Despite our state’s long-running reputation for award-winning local and regional news publications, North Carolina and Georgia were in fact the last two of the original colonies to establish a printing press. North Carolinians mainly relied on Virginia and South Carolina newspapers to keep up with current affairs, as it had economic ties to Williamsburg and Charleston. The Virginia Gazette, established by William Parks, was highly regarded at the time.
James Davis, a printer in Parks’ Williamsburg shop, was sent to New Bern in 1749 to open the first public printing office in North Carolina. The first piece published there was the Journal of the House of Burgesses. Davis only printed legal documents or money in the first few years.
On August 9, 1751, the first issue of the North Carolina Gazette was printed in New Bern, and distributed from the “printing office, near the church” — an indication of how small the operations were. The original title of the paper was actually the Noth Carolina Gazette, and its slogan was “With the Freshest Advices, Foreign & Domestic.” It cost “4 Shillings, Proclamation Money, per Quarter” — the same amount you would pay for a roasting pig.
The North Carolina Gazette was nothing like the newspapers we know today; it was four pages, and was said to be issued weekly (although it appears to have been published more sporadically than this). Headlines only listed the city that the news was coming from and the date it occurred, such as “London, July 5” or “Genoa, Sept. 15.”
The news itself was typically three or more months old, but circulation was a bit slower during this time period. It also tended to cover foreign affairs, as opposed to news of what was happening in the other colonies. The first page appeared to be dedicated to a new essay with each new paper, but strayed from this structure occasionally. A notable instance of this was a letter to William Pitt that had originally been published in an English newspaper.
The last page was dedicated to advertisements, which had no flashy display or illustrations. But just like today’s print publications, these advertisements provided a major source of revenue for the Gazette. An advertisement of “moderate length” would cost three shillings the first week it ran, and two shillings every week after. These ads tended to be about merchant’s products, legal advice, or runaway slaves.
The paper was in circulation off and on until October 18, 1759, although some sources say it may have been discontinued as late as 1761. In 1764, Davis began The North-Carolina Magazine; or Universal Intelligencer. Although it was called a magazine, it was actually a carbon copy of the original Gazette — only with even fewer pages. In May 1768, he returned to the a slightly altered version of the original title (using “North-Carolina” instead of “Noth Carolina”).
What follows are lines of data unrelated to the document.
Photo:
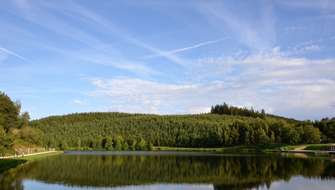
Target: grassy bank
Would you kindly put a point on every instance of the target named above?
(6, 164)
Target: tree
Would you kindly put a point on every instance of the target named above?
(118, 143)
(311, 134)
(9, 113)
(25, 119)
(141, 144)
(109, 143)
(125, 146)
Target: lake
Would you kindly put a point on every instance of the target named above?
(170, 170)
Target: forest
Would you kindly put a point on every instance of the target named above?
(16, 136)
(224, 126)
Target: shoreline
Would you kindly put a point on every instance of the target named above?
(27, 156)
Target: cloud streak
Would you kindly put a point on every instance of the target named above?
(12, 53)
(179, 50)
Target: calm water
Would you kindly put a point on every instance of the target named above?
(187, 171)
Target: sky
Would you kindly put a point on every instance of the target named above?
(169, 57)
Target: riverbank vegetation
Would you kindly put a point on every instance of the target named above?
(16, 136)
(224, 126)
(122, 131)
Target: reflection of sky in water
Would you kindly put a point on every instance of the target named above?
(296, 183)
(33, 185)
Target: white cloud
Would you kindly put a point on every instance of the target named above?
(258, 33)
(179, 50)
(295, 87)
(12, 53)
(79, 102)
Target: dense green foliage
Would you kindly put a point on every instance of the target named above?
(15, 132)
(241, 172)
(120, 131)
(232, 110)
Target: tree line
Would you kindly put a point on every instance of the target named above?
(15, 132)
(109, 130)
(224, 126)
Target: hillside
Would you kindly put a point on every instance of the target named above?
(117, 131)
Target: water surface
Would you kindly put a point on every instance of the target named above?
(170, 170)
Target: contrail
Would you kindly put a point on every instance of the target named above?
(9, 52)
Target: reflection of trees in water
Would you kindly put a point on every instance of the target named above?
(224, 172)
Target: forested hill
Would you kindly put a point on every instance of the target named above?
(122, 131)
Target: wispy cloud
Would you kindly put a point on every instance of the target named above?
(265, 80)
(258, 33)
(79, 102)
(12, 53)
(179, 50)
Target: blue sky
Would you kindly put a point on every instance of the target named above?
(169, 57)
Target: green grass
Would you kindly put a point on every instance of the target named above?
(40, 156)
(6, 164)
(323, 147)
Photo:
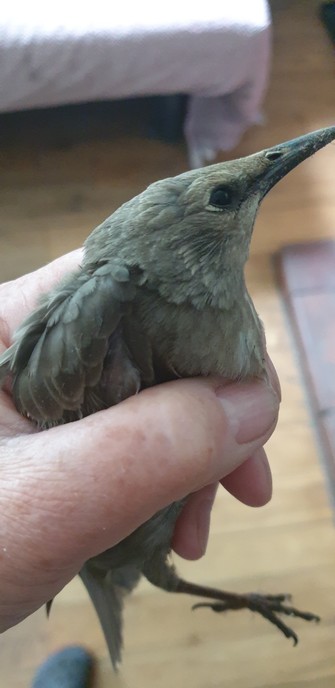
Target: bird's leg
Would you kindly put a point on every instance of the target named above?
(164, 576)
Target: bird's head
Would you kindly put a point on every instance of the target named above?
(190, 234)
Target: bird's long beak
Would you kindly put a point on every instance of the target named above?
(283, 158)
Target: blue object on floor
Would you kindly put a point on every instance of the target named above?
(67, 668)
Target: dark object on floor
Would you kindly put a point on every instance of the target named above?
(158, 117)
(327, 15)
(167, 116)
(69, 668)
(307, 277)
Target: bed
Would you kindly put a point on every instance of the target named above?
(216, 52)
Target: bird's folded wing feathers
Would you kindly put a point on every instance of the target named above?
(59, 350)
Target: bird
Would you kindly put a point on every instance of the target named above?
(160, 294)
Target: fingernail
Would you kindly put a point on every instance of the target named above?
(251, 409)
(203, 523)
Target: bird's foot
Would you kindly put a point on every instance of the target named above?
(268, 606)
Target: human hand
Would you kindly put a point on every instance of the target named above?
(73, 491)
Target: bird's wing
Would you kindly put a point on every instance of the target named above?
(58, 354)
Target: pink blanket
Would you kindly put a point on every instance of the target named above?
(215, 51)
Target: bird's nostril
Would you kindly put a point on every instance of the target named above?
(273, 155)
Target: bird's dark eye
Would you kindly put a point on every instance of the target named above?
(221, 197)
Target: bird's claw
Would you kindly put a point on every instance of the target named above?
(266, 605)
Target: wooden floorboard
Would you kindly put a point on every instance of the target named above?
(50, 198)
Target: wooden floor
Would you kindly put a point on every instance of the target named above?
(50, 199)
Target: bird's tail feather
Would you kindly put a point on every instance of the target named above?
(108, 602)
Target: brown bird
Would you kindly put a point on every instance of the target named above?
(160, 294)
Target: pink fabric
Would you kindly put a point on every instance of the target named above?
(67, 52)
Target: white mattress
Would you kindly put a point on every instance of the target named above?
(68, 52)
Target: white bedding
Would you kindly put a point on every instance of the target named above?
(68, 52)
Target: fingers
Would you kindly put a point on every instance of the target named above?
(192, 528)
(76, 490)
(250, 483)
(16, 303)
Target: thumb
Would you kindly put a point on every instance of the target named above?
(80, 488)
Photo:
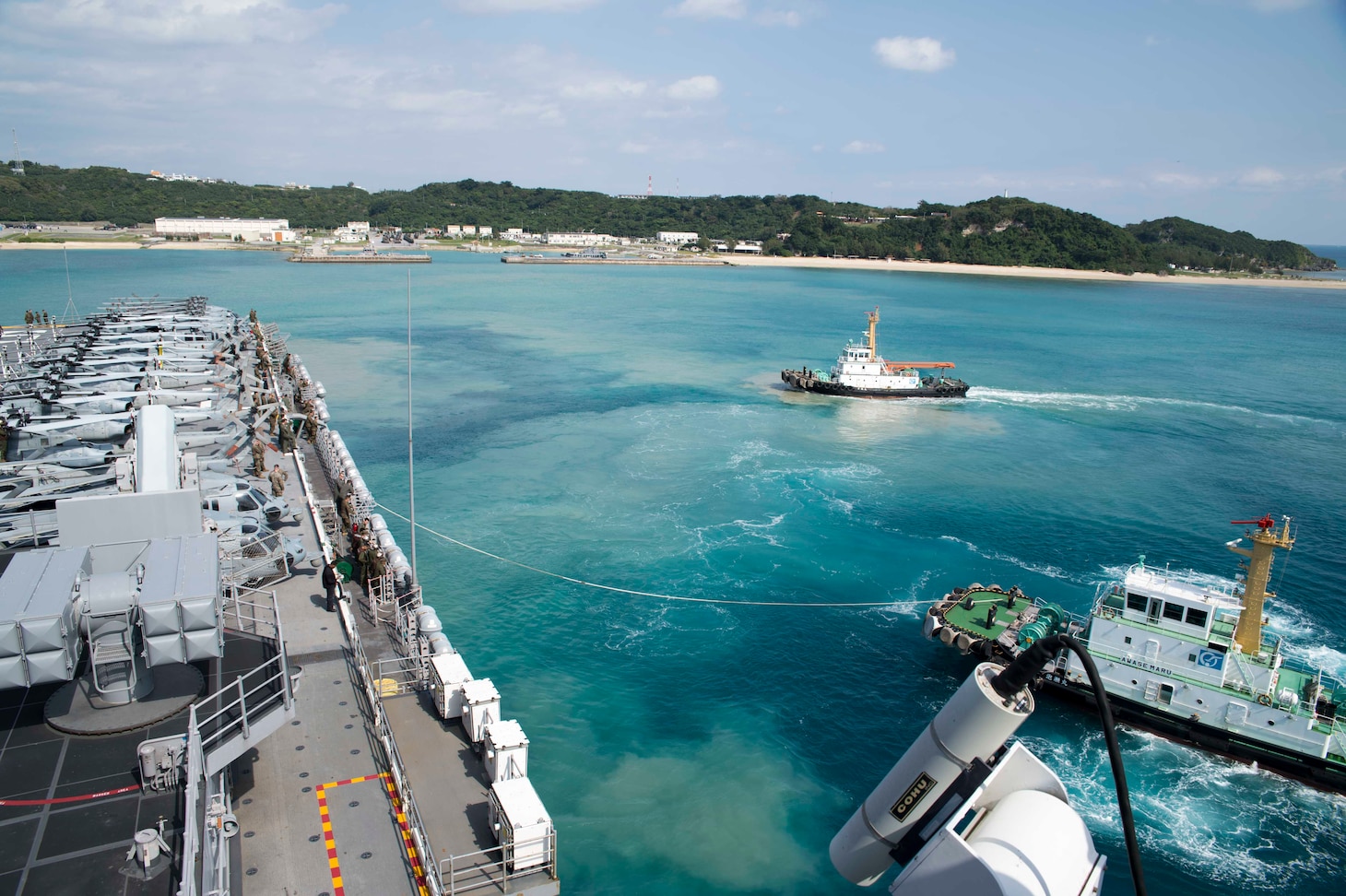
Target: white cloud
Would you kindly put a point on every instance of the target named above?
(787, 18)
(1261, 178)
(1182, 181)
(179, 20)
(505, 7)
(710, 9)
(695, 88)
(603, 88)
(913, 54)
(1279, 6)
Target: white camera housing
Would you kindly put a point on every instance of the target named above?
(969, 817)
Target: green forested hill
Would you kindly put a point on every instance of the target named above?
(992, 231)
(1188, 243)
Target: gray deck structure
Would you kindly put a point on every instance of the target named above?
(353, 786)
(336, 738)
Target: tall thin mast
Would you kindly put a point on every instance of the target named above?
(411, 463)
(70, 312)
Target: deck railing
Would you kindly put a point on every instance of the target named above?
(396, 767)
(494, 867)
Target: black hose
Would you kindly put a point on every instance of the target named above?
(1017, 677)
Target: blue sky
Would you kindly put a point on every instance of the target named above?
(1231, 112)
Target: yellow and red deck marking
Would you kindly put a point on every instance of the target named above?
(330, 843)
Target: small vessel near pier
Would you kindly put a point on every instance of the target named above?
(1179, 658)
(860, 371)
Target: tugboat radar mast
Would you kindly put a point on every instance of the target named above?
(1266, 541)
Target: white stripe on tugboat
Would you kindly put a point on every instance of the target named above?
(1179, 659)
(862, 373)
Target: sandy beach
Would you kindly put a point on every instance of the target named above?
(775, 261)
(1053, 274)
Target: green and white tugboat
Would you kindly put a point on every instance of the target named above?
(1178, 658)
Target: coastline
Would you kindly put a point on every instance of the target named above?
(1049, 274)
(777, 261)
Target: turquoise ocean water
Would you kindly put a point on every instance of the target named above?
(628, 427)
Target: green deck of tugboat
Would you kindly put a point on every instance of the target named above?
(974, 620)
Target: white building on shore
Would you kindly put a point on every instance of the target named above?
(676, 237)
(353, 231)
(246, 229)
(578, 239)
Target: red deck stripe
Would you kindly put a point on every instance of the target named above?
(338, 887)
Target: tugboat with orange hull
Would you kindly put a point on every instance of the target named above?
(862, 373)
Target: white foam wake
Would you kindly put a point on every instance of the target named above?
(1086, 401)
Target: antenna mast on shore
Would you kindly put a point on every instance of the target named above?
(18, 160)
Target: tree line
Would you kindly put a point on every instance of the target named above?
(989, 231)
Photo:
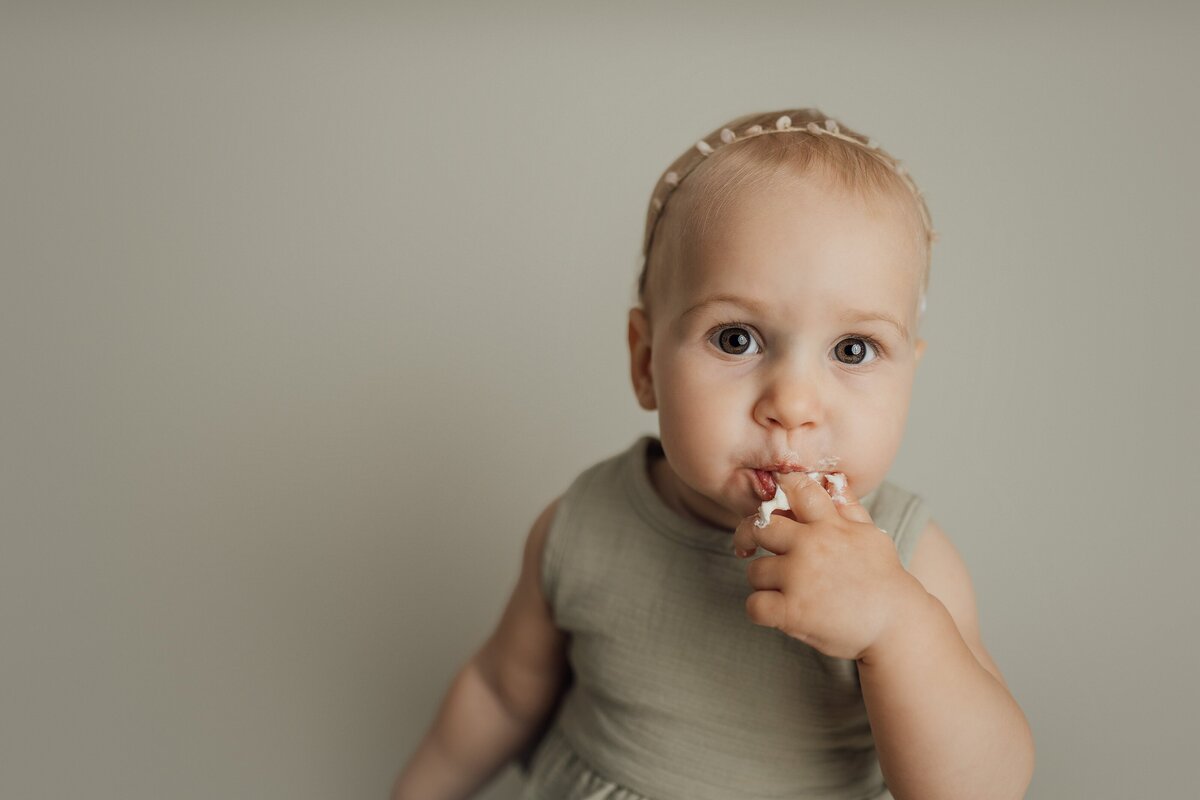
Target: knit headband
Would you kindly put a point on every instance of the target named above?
(725, 137)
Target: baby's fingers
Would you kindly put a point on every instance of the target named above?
(845, 498)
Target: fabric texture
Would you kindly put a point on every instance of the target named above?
(676, 695)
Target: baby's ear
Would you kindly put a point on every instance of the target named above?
(640, 359)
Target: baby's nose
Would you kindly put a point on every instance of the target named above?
(791, 398)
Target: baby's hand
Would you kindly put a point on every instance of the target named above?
(834, 582)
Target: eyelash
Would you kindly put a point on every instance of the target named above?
(880, 350)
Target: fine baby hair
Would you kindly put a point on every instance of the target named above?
(747, 152)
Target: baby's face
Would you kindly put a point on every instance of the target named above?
(787, 338)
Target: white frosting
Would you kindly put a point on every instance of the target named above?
(837, 488)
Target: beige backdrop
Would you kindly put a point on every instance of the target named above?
(306, 312)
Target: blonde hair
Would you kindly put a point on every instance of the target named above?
(739, 155)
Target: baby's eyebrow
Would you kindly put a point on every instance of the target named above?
(855, 316)
(754, 306)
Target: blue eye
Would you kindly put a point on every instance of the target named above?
(855, 350)
(736, 341)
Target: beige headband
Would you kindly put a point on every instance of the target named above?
(783, 125)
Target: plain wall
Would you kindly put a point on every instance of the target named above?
(306, 312)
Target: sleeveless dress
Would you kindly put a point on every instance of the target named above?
(675, 693)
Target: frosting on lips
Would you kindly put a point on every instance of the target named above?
(833, 482)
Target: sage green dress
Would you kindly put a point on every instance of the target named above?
(676, 695)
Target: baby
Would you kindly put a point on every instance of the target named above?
(729, 609)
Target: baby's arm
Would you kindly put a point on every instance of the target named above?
(943, 720)
(499, 698)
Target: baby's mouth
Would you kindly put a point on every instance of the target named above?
(765, 479)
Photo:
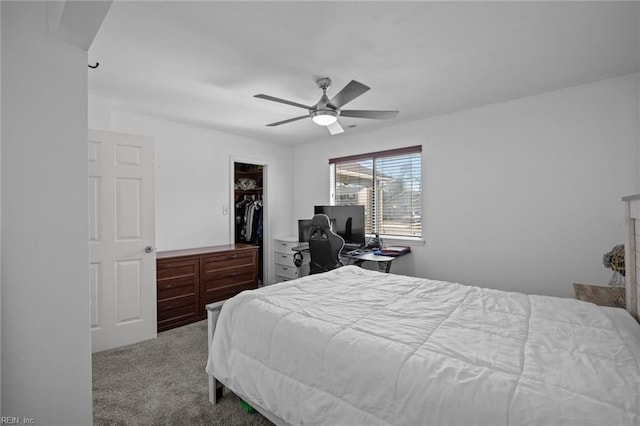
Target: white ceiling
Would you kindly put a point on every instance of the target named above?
(202, 62)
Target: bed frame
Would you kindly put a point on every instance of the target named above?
(215, 386)
(632, 296)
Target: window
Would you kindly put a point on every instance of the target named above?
(387, 183)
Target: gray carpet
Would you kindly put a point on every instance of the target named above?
(162, 382)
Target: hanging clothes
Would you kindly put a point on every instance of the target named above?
(249, 221)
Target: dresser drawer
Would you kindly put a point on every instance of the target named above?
(222, 293)
(177, 270)
(232, 259)
(177, 311)
(228, 276)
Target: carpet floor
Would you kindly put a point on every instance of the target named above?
(162, 382)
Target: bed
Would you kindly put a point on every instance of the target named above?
(360, 347)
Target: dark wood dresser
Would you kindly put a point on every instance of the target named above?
(189, 279)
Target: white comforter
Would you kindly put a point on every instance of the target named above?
(357, 347)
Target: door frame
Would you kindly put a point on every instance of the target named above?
(266, 227)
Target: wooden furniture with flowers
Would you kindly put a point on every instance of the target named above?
(632, 253)
(600, 295)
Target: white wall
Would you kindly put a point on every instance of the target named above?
(0, 209)
(46, 353)
(193, 178)
(522, 195)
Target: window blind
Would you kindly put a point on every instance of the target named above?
(387, 183)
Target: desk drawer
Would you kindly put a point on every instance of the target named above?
(287, 271)
(284, 259)
(285, 247)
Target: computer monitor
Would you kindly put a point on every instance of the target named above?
(304, 229)
(349, 222)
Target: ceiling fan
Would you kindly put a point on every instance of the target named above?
(326, 112)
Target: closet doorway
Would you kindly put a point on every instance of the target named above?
(249, 207)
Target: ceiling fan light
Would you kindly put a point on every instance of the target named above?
(324, 118)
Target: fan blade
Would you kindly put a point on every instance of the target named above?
(277, 123)
(347, 94)
(362, 113)
(335, 128)
(282, 101)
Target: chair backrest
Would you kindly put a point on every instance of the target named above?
(324, 245)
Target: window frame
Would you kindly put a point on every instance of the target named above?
(373, 156)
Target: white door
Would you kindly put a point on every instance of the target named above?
(121, 239)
Ultimately, Davis would keep distributing the Gazette until his death in 1785. Issues arose, such as the Revolutionary War and a storm that destroyed the print shop. Only six issues of the paper remain today, but researchers have been able to gain an understanding of colonial life and the newspaper business from these remnants. While it may have been sparse, the publication of the North Carolina Gazette marks the beginning of a rich news history in North Carolina, and ultimately paved the way for future newspapers across the state.